Впоследствии у той же его тещи я однажды увидел какого-то лысого, мясистого, с розовым голым лицом человека, которого я принял за одного из ее гостей. Довольно часто в квартире Горшманов появлялись эти господа из провинции. Раньше жившие в коммуналке, в одной комнате со взрослой дочерью, а потом и с зятем, старики с получением отдельной двухкомнатной квартиры почувствовали себя владельцами полумира (наверное, точно так же, как и я!) и стали чуть ли не зазывать к себе иногородних друзей и поселять их на столичное прожитие у себя. Налысо обритый, с блестящим черепом и сытым загривком новый гость моих соседей без особенного удивления посмотрел на меня, стоявшего посреди комнаты и разговаривавшего с маленьким хозяином в зеленом свитерке, молча кивнул мне и затем прошел на кухню.
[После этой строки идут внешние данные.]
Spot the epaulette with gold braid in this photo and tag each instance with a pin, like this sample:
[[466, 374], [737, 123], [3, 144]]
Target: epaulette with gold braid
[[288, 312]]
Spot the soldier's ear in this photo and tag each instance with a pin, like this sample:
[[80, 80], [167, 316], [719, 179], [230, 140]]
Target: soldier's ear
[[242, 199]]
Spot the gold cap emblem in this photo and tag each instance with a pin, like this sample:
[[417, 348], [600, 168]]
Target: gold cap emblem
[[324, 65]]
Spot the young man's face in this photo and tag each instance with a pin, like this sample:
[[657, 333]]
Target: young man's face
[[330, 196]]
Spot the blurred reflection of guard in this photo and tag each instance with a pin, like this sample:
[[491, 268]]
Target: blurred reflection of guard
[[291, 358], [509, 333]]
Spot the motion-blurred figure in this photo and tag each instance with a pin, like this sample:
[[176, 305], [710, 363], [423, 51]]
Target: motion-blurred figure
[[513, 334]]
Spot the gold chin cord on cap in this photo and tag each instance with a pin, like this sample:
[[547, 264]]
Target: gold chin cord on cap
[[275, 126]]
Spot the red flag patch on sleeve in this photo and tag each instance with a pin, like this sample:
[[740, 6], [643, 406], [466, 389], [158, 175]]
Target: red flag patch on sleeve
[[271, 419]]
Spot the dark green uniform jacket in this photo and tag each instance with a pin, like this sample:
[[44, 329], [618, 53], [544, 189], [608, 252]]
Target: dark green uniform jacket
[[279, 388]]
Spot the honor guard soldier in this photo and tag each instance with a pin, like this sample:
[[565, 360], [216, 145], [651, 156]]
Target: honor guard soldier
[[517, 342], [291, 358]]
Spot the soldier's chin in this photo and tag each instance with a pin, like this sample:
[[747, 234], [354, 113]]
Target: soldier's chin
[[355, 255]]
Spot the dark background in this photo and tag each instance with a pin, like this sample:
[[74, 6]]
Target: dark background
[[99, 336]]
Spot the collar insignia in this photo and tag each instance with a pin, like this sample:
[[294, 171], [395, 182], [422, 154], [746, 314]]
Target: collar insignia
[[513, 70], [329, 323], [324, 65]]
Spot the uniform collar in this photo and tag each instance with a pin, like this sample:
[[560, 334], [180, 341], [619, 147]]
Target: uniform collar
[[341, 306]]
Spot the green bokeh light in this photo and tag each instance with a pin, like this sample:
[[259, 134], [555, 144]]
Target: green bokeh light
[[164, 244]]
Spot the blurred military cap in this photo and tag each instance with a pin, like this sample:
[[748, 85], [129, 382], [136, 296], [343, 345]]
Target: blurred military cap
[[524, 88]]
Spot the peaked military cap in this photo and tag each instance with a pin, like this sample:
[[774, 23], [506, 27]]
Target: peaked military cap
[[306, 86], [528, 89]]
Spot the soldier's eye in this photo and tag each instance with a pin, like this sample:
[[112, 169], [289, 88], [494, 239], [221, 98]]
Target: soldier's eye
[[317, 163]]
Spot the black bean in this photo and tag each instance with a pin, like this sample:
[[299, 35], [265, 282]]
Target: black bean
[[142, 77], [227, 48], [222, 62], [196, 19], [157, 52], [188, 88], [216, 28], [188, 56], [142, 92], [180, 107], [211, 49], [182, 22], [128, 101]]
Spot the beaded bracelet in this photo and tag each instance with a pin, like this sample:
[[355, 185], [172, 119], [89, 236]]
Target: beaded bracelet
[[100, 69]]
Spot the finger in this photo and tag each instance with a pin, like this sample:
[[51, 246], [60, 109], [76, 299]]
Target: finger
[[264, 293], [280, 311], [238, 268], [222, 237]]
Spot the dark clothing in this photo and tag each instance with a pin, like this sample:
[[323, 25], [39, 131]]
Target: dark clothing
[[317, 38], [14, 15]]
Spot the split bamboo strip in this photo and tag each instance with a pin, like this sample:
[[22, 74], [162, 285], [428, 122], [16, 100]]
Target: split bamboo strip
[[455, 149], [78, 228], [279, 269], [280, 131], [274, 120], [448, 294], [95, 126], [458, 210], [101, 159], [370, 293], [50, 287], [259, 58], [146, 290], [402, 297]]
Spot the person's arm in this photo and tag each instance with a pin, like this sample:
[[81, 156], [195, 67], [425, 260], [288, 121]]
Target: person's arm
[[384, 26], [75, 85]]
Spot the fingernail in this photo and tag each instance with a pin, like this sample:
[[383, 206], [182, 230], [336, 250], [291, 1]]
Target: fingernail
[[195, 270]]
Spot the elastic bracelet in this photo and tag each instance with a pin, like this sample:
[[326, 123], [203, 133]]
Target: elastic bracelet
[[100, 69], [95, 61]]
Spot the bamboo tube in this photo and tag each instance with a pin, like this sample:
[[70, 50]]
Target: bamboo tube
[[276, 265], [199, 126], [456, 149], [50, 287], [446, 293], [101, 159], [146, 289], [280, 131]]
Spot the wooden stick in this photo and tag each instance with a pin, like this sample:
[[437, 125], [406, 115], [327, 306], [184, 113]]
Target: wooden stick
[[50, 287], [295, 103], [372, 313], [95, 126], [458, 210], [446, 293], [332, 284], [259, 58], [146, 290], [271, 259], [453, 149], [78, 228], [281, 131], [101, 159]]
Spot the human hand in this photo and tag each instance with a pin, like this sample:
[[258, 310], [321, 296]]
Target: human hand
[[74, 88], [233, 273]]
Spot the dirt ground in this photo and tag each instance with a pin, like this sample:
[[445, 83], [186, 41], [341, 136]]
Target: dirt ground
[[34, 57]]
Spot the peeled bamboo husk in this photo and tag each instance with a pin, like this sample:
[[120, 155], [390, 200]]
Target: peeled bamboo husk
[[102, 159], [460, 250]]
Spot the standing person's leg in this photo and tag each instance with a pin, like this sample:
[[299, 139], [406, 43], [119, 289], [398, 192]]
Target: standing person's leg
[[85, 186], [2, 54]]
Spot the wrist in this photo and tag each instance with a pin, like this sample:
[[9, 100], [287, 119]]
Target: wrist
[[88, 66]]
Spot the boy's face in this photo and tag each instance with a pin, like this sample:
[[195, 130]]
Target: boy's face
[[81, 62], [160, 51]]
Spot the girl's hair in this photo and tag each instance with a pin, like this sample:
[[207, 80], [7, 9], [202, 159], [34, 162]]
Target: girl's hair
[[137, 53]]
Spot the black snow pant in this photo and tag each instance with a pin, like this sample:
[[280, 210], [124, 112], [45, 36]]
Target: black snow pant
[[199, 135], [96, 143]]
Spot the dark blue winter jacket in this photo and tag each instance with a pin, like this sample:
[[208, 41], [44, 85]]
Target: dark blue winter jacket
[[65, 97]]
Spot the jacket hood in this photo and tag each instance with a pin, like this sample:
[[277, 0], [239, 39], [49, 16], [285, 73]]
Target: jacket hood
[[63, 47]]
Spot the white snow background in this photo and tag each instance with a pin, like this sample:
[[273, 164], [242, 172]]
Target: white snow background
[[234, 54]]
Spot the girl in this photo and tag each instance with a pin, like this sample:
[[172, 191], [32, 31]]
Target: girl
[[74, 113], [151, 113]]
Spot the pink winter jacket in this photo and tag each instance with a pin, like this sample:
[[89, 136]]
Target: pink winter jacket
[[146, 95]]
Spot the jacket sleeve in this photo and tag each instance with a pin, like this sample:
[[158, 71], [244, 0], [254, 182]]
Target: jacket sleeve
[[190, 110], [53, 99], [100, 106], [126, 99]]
Я еще немного поговорил с хозяином, и вдруг в разговоре обнаружилось, что прошедший на кухню господин был вовсе не гость, а зять. Смоктуновский тогда снимался в кинофильме «Преступление и наказание» в роли следователя Порфирия Петровича, и он у актера почему-то выходил таким: обтекаемо-лысым, сытым, с плотоядными губами, с внимательным и в то же время ускользающим в сторону взглядом синих выпуклых глаз… Так бывало несколько раз. В те дни, когда он снимался в «Чайковском», я неудачно разминулся с ним на пешеходной дорожке у нашего дома, задел локтем и, извинившись, прошел дальше. Меня окликнули, я остановился и оглянулся. Бородатый человек с красивым одухотворенным лицом несколько болезненного вида — какой-то очень сосредоточенный, светло напряженный — смотрел на меня и окликал по имени. Это был он, милейший Иннокентий Михайлович. «Что же вы, Толя, не хотите поздороваться со мной? — усмехаясь, молвил он. — За что-нибудь обиделись на меня?..»
И все же самое яркое впечатление было при первом знакомстве со Смоктуновским-Гамлетом. Впоследствии, когда мы вроде бы подружились (у него, конечно, было очень много и других людей, называвших себя его друзьями) и он даже крестил меня вместе со своим двадцатипятилетним сыном Филиппом — мне же было тогда сорок лет, — много разных обличий и личин наблюдал я у этого гениального актера. И не знаю до сих пор, какая личина была его самая-самая настоящая и единственная. Мир праху его.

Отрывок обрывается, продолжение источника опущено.